De retour en Inde, elle s’intéresse d’abord à la peinture mohgol et à la tradition des miniatures, puis part voyager dans le sud du pays. Elle y peint des scènes de la vie de tous les jours et propose des toiles colorées et joyeuses, loin des représentations miséreuses que l’on retrouve dans certaines peintures dont les personnages sont indiens. Dans une lettre adressée à l’une de ses amies, Amrita Sher-Gil écrit :
« I can only paint in India. Europe belongs to Picasso, Matisse, Braque…. India belongs only to me » (je ne peux peindre qu’en Inde. L’Europe appartient à Picasso, à Matisse, à Braque… L’Inde n’appartient qu’à moi) ».
Elle décide alors de s’installer dans le pays de son père sur le long terme.
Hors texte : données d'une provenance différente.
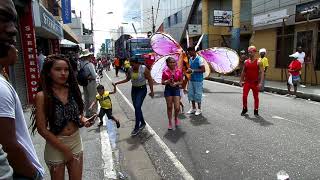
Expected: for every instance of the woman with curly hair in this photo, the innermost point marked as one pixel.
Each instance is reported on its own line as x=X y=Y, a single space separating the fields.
x=58 y=115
Amrita Sher-Gil, une œuvre féministe ?
L’œuvre d’Amrita Sher-Gil est-elle féministe ? L’artiste ne s’est jamais proclamée comme telle, mais ses toiles sont révolutionnaires à bien des égards. Elles montrent les Indiennes dans leur vie de tous les jours, sans les sexualiser ni en proposer une vision orientaliste. L’Inde rurale est également un thème qui lui est cher. Amrita Sher-Gil s’est également rapprochée du parti du Congrès et de Jawaharlal Nehru, leader de l’indépendance, avec qui elle partageait des convictions progressistes, sur les conditions des femmes et des personnes issues de milieux ruraux.
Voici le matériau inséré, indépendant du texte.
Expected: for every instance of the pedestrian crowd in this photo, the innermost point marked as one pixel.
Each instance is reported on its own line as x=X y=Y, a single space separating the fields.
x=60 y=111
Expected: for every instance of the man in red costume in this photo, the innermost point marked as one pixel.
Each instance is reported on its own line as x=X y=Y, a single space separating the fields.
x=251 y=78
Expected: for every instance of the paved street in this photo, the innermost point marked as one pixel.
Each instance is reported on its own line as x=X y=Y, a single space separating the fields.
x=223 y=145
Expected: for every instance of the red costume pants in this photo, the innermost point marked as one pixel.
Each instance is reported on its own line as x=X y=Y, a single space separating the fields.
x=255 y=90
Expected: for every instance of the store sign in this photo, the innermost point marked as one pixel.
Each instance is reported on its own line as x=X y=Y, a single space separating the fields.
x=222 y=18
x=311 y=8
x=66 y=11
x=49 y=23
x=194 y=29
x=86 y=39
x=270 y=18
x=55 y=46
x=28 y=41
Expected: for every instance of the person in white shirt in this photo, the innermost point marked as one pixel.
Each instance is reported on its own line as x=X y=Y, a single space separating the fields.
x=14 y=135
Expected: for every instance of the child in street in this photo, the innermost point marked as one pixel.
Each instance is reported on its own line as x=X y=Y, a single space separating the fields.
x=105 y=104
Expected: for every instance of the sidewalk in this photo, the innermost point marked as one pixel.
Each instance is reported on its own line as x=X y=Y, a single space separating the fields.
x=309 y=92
Amrita Sher-Gil a contribué à répandre et populariser des représentations de femmes dans leur quotidien de tous les jours. Par exemple, Bride’s Toilet (la toilette de la mariée) montre une Indienne à demi nue, aidée par d’autres femmes à se préparer avant son mariage. Il arrive souvent que ses sujets féminins soient nus dans ses toiles, mais leur représentation est rarement érotique, et vise à désexualiser le corps de ses personnages. Elle s’éloigne également des peintures coloniales, et propose une vision intimiste et juste de ses sujets. Amrita Sher-Gil, ouvertement bisexuelle, a également peint des couples de femmes, dont le tableau Two Women, est supposé la représenter avec l’une de ses amantes. Elle mourut précocement, à l’âge de 28 ans, d’une maladie dont on n’a jamais réussi à déterminer la cause. La majorité de ses toiles sont exposées à la National Gallery of Modern Art de Delhi.